Il y a des choses simples qu’on peut régler rapidement. Quand vous dites par exemple qu’on a un manque de médecins alors qu’il n’y pas de mobilité de médecins entre les régions, c’est contradictoire. Je vous donne un exemple. Je suis spécialiste en maladies infectieuses, j’exerce à Casablanca. Si on a besoin de moi à Rabat ou à Laâyoune, je ne peux pas y aller. Je ne peux pas exercer à Rabat ni à Laâyoune. Je suis médecin marocain, professeur de médecine, inscrit au tableau de l’Ordre des médecins. Je suis prêt à aller aider une ou deux fois par semaine dans une autre ville, mais je ne le peux pas. C’est une aberration. Alors qu’on nous dit qu’il y a un manque de médecins…

Ce problème, on peut le régler tout de suite en attendant bien sûr de former de nouveaux médecins.

J’espère qu’il va y avoir une concertation nationale, des États généraux de la santé, pour que nous puissions soutenir l’action du gouvernement et nous assurer de la bonne application de ce projet.

– Si l’on a bien compris, on n’est pas suffisamment préparé à la généralisation de l’AMO en l’état actuel des choses ?

– Écoutez, je ne sais pas. Peut-être que le gouvernement est en train de travailler d’arrache-pied pour préparer le terrain, je n’en sais rien. Cependant, j’espère qu’il va y avoir une concertation nationale, des États généraux de la santé, pour que nous puissions soutenir l’action du gouvernement et nous assurer de la bonne application de ce projet. Tout le monde soutient ce projet de loi-cadre et l’action du gouvernement, mais à condition que ce qui va être programmé puisse être mis en œuvre et réussi.

Et il faut commencer par des choses simples qui peuvent être améliorées rapidement. On veut par exemple augmenter le nombre d’étudiants en médecine, mais on nous dit qu’il n’y pas assez de professeurs. Ce qui est faux. Il y a entre 800 et 900 professeurs de médecine dans le privé, pourquoi on ne les appelle pas pour enseigner ? Ils étaient profs quand ils étaient dans le public, mais dès qu’ils sont passés dans le privé, ils ne sont plus profs ! C’est une autre aberration qu’on peut résoudre facilement.

Idem pour les stages des médecins et infirmiers. On nous dit qu’il n’y a pas assez d’hôpitaux publics pour prendre des stagiaires. Pourquoi on n’utilise pas les cliniques privées ? C’est simple : il suffit d’accréditer les cliniques qui veulent prendre des stagiaires et les autoriser à prendre des médecins et des infirmiers. C’est du bon sens…

Comment cela se fait-il que l’on ait réussi à faire des choses brillantes dans d’autres secteurs, mais que l’on ne soit pas arrivé à changer les choses dans ces secteurs sociaux ?

– Vous appelez donc à un changement de mentalité dans la gestion du système de santé…
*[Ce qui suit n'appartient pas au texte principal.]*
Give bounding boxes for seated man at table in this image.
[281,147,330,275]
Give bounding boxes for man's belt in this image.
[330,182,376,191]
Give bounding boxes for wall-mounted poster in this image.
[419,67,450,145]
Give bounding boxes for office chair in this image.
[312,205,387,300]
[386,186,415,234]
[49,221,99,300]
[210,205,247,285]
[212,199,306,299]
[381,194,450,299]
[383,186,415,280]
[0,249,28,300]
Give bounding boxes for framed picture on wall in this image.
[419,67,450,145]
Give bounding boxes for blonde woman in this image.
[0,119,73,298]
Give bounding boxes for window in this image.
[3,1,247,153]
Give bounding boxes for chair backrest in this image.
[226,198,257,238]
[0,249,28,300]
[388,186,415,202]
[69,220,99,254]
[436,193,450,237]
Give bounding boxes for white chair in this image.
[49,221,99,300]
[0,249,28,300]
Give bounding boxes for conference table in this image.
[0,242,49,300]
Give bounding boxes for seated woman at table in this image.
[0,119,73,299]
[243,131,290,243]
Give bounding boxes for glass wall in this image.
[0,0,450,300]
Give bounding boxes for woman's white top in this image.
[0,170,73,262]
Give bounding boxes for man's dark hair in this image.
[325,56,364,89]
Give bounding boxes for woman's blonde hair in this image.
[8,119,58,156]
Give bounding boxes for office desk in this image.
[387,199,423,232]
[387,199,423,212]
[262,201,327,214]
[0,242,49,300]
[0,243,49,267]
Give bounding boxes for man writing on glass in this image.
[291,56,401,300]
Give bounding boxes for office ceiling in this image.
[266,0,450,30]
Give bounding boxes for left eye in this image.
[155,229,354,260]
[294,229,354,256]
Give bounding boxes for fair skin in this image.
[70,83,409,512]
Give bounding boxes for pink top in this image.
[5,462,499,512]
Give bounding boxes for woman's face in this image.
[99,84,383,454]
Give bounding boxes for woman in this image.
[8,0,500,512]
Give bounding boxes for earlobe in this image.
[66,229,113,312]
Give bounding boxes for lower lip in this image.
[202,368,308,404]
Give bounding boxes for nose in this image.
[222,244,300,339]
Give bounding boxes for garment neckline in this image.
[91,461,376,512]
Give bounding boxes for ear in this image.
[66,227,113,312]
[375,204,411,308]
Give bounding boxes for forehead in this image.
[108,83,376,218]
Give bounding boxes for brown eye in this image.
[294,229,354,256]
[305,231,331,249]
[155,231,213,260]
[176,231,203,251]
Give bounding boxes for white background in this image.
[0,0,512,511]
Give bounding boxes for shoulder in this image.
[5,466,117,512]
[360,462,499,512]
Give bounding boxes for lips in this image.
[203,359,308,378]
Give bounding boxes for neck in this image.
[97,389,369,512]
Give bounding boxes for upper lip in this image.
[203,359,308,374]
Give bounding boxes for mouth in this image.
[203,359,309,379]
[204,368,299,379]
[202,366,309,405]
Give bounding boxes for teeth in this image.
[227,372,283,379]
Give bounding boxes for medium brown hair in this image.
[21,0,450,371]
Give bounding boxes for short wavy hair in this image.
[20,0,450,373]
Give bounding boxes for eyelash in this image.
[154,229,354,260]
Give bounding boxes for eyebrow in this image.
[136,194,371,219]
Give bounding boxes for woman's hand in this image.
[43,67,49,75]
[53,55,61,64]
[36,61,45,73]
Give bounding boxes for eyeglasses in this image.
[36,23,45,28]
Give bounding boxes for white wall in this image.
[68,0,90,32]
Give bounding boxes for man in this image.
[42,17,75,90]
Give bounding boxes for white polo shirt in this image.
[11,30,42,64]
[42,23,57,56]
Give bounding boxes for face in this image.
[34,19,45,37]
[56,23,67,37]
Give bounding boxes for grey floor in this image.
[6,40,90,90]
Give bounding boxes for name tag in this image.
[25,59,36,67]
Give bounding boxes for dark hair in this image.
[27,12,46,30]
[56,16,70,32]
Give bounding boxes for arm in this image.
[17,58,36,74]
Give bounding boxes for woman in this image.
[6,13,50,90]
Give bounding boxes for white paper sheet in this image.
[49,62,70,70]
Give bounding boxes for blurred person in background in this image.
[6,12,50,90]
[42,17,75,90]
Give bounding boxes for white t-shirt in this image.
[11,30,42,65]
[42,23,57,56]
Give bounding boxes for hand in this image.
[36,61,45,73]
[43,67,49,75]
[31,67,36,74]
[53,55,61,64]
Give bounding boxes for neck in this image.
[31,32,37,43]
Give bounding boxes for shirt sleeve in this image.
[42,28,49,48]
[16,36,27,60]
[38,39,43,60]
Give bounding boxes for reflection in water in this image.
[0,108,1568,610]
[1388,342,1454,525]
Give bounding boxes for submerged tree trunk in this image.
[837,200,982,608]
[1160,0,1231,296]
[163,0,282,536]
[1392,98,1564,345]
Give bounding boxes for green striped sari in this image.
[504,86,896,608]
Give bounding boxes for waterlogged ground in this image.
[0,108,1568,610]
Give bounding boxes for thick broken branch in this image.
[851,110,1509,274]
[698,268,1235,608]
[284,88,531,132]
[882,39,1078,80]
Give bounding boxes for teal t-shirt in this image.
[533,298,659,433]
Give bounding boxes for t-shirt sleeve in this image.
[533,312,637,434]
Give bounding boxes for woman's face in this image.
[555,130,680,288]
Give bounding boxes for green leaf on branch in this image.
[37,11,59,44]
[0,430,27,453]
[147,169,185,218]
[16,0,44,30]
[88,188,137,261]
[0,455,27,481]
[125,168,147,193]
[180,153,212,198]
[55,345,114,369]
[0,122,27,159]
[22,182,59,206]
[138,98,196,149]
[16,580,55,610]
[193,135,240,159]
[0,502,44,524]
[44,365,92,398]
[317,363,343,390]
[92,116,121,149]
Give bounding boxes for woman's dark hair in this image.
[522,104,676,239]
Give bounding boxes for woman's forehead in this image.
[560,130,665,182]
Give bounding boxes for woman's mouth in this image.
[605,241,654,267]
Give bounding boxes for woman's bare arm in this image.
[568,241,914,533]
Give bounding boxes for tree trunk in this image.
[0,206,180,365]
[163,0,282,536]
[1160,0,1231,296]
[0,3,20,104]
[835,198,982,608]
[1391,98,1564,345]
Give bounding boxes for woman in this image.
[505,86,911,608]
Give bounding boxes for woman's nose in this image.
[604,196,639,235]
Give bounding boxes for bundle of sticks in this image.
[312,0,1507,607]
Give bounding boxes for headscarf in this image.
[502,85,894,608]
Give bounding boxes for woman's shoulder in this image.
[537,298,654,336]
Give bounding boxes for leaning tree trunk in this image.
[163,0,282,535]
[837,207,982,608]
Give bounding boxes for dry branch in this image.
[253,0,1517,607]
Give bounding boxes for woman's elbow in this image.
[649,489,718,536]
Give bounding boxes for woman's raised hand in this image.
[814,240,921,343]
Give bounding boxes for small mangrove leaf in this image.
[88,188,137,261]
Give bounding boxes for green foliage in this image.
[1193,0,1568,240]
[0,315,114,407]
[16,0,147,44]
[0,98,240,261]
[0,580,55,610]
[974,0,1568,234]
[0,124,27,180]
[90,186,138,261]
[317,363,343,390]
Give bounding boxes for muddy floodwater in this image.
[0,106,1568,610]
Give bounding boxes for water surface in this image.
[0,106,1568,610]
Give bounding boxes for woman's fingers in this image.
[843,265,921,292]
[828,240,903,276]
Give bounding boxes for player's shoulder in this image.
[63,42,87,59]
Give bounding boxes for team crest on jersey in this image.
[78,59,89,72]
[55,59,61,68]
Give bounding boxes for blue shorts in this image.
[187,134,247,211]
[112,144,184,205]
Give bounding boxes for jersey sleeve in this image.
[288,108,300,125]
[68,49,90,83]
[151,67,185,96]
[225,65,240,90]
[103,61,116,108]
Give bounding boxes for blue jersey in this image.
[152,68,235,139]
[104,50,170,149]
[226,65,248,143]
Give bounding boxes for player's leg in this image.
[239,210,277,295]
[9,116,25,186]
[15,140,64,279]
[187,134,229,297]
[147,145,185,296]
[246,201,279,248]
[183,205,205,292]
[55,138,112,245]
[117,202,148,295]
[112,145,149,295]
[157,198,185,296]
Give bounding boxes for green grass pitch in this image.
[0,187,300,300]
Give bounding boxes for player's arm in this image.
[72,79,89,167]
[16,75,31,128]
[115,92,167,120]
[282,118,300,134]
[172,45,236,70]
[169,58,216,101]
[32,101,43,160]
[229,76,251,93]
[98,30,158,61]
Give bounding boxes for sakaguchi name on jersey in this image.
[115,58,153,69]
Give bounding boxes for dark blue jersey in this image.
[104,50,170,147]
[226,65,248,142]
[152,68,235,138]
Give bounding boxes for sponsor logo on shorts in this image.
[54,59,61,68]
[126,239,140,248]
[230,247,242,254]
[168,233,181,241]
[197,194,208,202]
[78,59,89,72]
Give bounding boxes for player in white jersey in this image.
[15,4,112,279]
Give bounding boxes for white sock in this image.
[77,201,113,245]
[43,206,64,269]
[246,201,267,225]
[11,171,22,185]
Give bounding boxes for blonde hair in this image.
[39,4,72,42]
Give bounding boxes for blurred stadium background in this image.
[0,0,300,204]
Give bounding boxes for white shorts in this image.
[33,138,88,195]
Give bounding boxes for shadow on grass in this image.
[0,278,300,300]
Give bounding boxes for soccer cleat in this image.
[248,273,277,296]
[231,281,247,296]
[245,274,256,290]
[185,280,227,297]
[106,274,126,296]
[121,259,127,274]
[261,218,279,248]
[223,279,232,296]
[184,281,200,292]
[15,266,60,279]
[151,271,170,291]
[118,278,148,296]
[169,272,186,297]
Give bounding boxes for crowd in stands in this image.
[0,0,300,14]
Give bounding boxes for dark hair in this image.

– Il faut un changement de paradigme et de façon de penser. Je crois qu’il y a au Maroc toutes les compétences nécessaires pour pouvoir aider à la mise en œuvre de ce chantier royal, qui est un chantier social et sociétal de premier ordre. C’est un projet pour les vingt-cinq prochaines années. C’est pour ça que l’on se doit de le réussir.

Je suis fier quand je vois au Maroc des projets comme le TGV, les autoroutes, les ponts, les ports, des femmes et des hommes marocains qui brillent dans les meilleures universités du monde. Mais quand on arrive dans les domaines sociaux, la santé, l’éducation ou l’emploi des jeunes, il y a un problème. C’est cela qui nous maintient dans le bas du classement mondial en matière de développement humain.

Je ne blâme personne, mais il faut que l’on se pose des questions. Comment cela se fait-il que l’on ait réussi à faire des choses brillantes dans d’autres secteurs, mais que l’on ne soit pas arrivé à changer les choses dans ces secteurs sociaux ? Je ne suis pas contre le gouvernement. J’essaie simplement d’être objectif. Je veux que ce projet réussisse, mais si le gouvernement ne fait pas une consultation élargie ; s’il ne change pas sa manière de penser et son paradigme ; s’il ne change pas la manière de gérer et de gouverner la santé, j’ai bien peur que l’atteinte de ces objectifs n’arrive pas aussi vite qu’on le souhaite.